NewsBlues editor takes parting shot at ‘unhealthy transformation of TV news’

With the subtlety of a thermonuclear blast, Mike James signed off Friday after 19 years as the self-styled “surly editor” of NewsBlues.com, the daily subscription newsletter on the local television news business.

James is retiring, but NewsBlues will continue under the new ownership of Rick Iler, a former news director and media investor. Iler said he plans to introduce a “new aggressive look, style and feel” to the TV news insider website “while staying true to its iconic, subversive brand.” The new era starts Tuesday.

Mike James

Reflecting on his two decades as an often cynical but always insightful chronicler of the industry, James offered a scorched–earth valedictory to his readers.

Here is an excerpt from his farewell post:

We have watched the unhealthy transformation of TV news: the steady shift to shallow tabloid content; the casting aside of older, experienced talent; the headlong pursuit of younger demographics; the drive to build newsrooms on ethnically-balanced quotas and newscasts on research-driven formulas; the abandonment of investigative journalism out of fear of litigation; the proliferation of 24-hour cable news and its need to fill time with opinion; the politicalization of news and the loss of balance; and the increasingly intense focus to "do more with less."

And that had led to live shots for the sake of going live; mandatory walk-and-talks; syrupy live TV marriage proposals; weepy personal medical memoirs; mommy blogs and birth celebrations; newsroom sheet cakes; buyouts and layoffs; adrenalin-infused storm chasers masquerading as scientists; local meteorologists with sleeves rolled up interrupting programming for breathless storm alerts in distant counties; bigger, more powerful radars; mobile weather units covered in advertiser logos; beauty queen traffic anchors; TelePrompTer readers in cocktail dresses; endless promotion and slogans and shallow branding; verbless BREAKING NEWS that isn't; tweets and selfies and sprawling studios meant to overwhelm viewers with style, rather than substance.

We've watched a handful of broadcasting companies leverage investment money to gobble up local TV stations by the hundreds, creating ownership behemoths that threaten the public interest by centralizing news production, eliminating competition and diversity, squeezing advertisers, steam rolling retransmission agreements, and generating obscene compensation packages for a handful of executives.
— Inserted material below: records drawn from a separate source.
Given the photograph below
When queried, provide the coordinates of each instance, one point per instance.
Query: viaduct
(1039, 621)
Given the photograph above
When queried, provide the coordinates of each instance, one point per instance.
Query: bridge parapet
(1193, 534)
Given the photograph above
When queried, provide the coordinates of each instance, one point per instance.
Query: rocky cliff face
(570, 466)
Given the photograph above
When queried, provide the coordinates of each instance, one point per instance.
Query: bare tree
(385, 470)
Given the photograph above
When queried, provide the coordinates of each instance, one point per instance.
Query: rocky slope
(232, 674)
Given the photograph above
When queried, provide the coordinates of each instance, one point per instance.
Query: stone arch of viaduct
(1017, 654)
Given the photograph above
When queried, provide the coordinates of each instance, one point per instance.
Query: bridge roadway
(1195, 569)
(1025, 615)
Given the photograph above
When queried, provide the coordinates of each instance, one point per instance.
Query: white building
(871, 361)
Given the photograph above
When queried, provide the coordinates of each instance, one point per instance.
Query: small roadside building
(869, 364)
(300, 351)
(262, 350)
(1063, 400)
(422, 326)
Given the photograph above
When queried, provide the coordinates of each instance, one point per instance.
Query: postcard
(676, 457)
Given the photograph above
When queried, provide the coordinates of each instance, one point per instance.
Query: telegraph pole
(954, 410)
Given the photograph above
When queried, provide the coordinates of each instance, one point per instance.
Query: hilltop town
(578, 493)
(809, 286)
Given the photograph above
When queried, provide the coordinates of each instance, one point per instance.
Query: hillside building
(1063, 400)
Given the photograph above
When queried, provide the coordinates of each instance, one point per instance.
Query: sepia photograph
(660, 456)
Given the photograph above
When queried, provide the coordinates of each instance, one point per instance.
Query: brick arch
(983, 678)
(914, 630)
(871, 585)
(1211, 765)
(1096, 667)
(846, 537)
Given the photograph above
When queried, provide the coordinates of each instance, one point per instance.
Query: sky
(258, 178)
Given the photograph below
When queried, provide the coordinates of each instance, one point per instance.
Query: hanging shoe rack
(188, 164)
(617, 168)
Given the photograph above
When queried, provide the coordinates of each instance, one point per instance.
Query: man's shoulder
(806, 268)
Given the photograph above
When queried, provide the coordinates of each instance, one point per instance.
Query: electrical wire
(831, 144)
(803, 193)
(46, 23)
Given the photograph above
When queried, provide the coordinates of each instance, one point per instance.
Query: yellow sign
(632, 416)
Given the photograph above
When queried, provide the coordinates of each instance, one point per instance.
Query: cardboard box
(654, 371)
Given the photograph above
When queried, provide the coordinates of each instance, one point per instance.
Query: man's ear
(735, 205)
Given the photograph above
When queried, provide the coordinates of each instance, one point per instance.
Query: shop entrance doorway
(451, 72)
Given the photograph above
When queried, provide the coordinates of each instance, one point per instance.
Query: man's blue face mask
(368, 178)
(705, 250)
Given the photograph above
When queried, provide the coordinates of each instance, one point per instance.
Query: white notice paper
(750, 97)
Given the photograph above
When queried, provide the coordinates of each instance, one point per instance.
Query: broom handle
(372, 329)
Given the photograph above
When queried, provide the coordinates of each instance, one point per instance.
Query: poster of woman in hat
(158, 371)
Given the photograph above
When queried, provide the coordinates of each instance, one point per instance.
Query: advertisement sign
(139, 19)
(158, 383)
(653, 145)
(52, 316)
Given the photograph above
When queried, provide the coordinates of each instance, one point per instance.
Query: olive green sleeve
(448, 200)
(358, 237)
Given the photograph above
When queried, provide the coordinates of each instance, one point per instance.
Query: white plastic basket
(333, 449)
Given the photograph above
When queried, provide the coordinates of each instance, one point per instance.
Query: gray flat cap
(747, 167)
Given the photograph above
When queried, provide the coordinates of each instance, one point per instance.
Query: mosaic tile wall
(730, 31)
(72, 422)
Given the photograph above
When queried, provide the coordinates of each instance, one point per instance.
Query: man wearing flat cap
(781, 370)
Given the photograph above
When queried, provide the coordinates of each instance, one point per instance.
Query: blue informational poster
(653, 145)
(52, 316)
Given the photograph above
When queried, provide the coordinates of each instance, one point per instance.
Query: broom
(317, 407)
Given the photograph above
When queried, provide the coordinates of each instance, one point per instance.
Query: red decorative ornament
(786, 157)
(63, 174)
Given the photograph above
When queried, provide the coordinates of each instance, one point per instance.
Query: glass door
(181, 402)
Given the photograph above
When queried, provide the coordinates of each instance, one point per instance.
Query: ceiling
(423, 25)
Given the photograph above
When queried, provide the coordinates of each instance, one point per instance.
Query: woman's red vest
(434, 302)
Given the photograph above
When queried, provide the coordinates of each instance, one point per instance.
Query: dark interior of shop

Meanwhile, news staffs have been consolidated and salaries slashed. Local television, now dependent on scale, has expanded its local news hole to accommodate more advertising opportunities to pay the bills.

We've witnessed the unsound focus on self-congratulatory industry awards, the preposterous growth of regional Emmys®, and the surrealistic expansion of Edward R. Murrow trophies. We've watched major universities move from educating journalists to creating TV personalities, who seem eager to build careers on the shifting sands of social media. And we've watched a small university in America's poorest state become an online factory for TV weather guessers. 

On our watch, America's trust and confidence in the news media has fallen to an all-time low.